Kernell has not been accused of the harassing calls, e-mails and text messages that Bristol Palin and a former aide described to jurors. His attorney claims the e-mail intrusion was just a prank.

Bristol Palin testified in the second day of the felony trial that she had to turn her phone over to investigators and went without phone service for weeks because her grandparents’ Wasilla home had no land line and couldn’t sign a new cell phone contract as a 17-year-old.

She said her cell phone number “wouldn’t have been posted if it hadn’t been hacked into.”

“There were threatening messages and there were harassing messages and there were all sorts of messages,” she testified.

After court ended for the day, Kernell was asked by WMC-TV of Memphis what he thought of Bristol Palin.

He replied, “She’s not my type.”

Ivy Frye, a longtime friend of the Palin family in Wasilla, Alaska, and former special assistant to Palin when she was governor, testified Wednesday that the posting of the screen shots led to numerous “vile” and “vulgar” e-mails being sent to the accounts of Palin’s children and other relatives and friends. Frye said all their e-mail addresses were exposed.

Frye said she was the first to be notified hours after the e-mail intrusion. She said Palin was on the road campaigning, about two weeks after becoming the vice presidential candidate. Frye said she immediately contacted Todd Palin, among others.

Frye said she later saw her own e-mail address posted online and in “various national publications.”

Jurors also have heard from a records manager with Yahoo! and from Kernell’s former University of Tennessee roommate, who said Kernell was politically opposed to Palin, but never said anything about wanting to hurt her and her running mate, Sen.
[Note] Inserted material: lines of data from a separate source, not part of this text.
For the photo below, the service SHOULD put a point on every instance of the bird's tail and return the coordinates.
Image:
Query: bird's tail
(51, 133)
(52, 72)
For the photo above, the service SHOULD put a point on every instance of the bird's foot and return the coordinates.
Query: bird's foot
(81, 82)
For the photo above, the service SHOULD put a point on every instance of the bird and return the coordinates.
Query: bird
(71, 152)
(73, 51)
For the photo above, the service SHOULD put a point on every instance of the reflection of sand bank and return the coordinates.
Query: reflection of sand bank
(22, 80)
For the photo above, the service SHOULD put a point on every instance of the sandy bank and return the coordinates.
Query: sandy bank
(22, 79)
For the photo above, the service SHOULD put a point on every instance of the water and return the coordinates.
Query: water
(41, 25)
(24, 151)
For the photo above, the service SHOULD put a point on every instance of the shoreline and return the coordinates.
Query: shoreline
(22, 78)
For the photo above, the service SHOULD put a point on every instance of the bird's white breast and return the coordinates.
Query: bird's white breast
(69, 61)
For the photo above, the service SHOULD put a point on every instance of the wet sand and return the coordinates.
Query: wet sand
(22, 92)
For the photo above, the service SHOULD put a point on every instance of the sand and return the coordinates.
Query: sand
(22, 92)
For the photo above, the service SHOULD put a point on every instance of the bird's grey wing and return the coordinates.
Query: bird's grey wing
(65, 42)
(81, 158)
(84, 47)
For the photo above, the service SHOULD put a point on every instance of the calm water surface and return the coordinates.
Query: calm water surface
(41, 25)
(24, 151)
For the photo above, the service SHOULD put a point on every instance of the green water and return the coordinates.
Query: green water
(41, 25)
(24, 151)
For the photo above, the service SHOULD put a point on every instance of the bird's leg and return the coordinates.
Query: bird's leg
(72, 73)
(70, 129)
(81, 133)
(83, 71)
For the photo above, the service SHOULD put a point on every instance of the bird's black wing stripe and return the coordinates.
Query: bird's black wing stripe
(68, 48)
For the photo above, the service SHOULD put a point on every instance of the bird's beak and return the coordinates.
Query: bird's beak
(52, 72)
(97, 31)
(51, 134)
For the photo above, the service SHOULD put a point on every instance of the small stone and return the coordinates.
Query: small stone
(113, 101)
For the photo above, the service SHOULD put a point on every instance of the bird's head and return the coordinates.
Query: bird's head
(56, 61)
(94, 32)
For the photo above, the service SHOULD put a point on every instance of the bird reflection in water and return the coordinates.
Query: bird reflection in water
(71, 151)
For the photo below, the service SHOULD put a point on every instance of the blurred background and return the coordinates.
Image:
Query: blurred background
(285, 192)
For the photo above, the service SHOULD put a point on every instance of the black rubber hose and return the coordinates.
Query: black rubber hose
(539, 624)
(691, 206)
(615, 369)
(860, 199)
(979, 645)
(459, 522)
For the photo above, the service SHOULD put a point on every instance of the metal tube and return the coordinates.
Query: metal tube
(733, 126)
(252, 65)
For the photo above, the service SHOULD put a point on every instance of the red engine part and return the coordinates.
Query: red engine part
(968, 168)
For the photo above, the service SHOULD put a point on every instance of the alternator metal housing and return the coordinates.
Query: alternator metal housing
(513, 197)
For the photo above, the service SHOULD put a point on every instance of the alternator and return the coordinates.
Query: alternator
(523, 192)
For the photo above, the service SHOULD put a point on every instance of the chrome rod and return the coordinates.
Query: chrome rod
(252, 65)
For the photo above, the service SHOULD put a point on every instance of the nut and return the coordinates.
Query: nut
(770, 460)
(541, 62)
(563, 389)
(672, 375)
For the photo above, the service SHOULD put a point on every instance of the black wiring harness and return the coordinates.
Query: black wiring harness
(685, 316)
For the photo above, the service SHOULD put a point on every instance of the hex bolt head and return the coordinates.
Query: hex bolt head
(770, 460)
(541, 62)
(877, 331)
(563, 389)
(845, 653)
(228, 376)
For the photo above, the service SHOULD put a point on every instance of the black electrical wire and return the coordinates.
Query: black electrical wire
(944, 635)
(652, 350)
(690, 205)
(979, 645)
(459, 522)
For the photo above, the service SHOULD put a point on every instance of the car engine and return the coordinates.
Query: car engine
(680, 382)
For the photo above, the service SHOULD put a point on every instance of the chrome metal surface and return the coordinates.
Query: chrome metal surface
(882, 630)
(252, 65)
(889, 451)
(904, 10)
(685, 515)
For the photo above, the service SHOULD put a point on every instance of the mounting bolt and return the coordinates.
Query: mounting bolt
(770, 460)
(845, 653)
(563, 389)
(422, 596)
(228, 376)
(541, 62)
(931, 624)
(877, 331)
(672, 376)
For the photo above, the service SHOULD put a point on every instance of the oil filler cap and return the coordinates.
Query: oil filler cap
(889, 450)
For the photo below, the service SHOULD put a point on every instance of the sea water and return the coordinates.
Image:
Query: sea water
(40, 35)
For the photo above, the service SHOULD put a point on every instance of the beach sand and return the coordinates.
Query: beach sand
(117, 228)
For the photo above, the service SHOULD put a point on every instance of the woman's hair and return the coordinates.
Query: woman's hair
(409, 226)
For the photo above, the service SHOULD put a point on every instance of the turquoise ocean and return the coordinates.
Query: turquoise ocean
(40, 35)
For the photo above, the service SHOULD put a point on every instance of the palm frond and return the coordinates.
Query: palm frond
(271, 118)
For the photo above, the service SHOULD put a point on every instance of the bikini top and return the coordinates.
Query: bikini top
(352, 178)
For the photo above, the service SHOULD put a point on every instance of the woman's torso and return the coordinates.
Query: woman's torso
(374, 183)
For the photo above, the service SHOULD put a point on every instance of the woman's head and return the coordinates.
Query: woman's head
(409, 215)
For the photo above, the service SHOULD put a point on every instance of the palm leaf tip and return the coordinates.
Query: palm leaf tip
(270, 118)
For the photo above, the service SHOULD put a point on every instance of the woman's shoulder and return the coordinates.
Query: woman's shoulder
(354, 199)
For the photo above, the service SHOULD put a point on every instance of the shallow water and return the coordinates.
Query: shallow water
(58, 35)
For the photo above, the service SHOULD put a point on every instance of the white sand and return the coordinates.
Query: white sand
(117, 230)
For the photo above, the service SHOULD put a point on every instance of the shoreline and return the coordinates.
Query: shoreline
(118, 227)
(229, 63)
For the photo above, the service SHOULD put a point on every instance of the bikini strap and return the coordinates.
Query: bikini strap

John McCain.

Defense attorney Wade Davies has attempted to show that the e-mail account was accessible to other people, was sometimes used for political and official messages and was not just private.

Frank Bailey of Anchorage, a former Sarah Palin campaign aide who also worked in her state administration, testified that he set up the e-mail account for Palin to use for “her personal and partisan” political communication.

Bailey also said that after the intrusion he “archived” the e-mail messages and later turned over the records to Palin’s attorney.

Bristol Palin testified she was aware of another message between her mother and then-Lt. Gov. Sean Parnell about a radio talk show host. Parnell is now governor.